After Sunday morning's news that Medina Spirit tested positive for betamethasone after winning the Kentucky Derby, one question that comes to mind is what the medication is and how it is administered.
The quick answer is that it is a corticosteroid that has an anti-inflammatory effect and can be injected into a joint or the bloodstream, given orally or applied topically. We also have learned today that a picogram is a trillionth of a gram. (Baffert said 21 picograms of betamethasone were discovered in the split sample after the Derby.)

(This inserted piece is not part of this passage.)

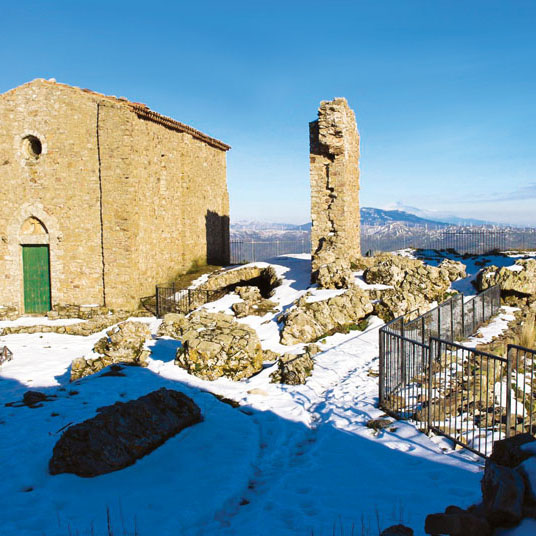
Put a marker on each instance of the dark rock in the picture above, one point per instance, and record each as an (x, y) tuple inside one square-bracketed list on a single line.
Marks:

Dr. Mary Scollay, executive director of the Lexington, Ky.-based Racing Medication and Testing Consortium, explained how it and other drugs work within a horse. She emphasized that she has had no involvement in the Medina Spirit case and is speaking only hypothetically about horses in general.
Watch: Baffert's news conference on Kentucky Derby drug positive
"Betamethasone can also be used subcutaneously to inject around soft tissue structures that may be inflamed," Scollay told Horse Racing Nation in a phone interview. "It can also be applied topically – there's an antibiotic betamethasone combination spray that can be used to treat wounds or skin irritation. And I don't have any data on what sorts of concentrations in the blood or urine that results in.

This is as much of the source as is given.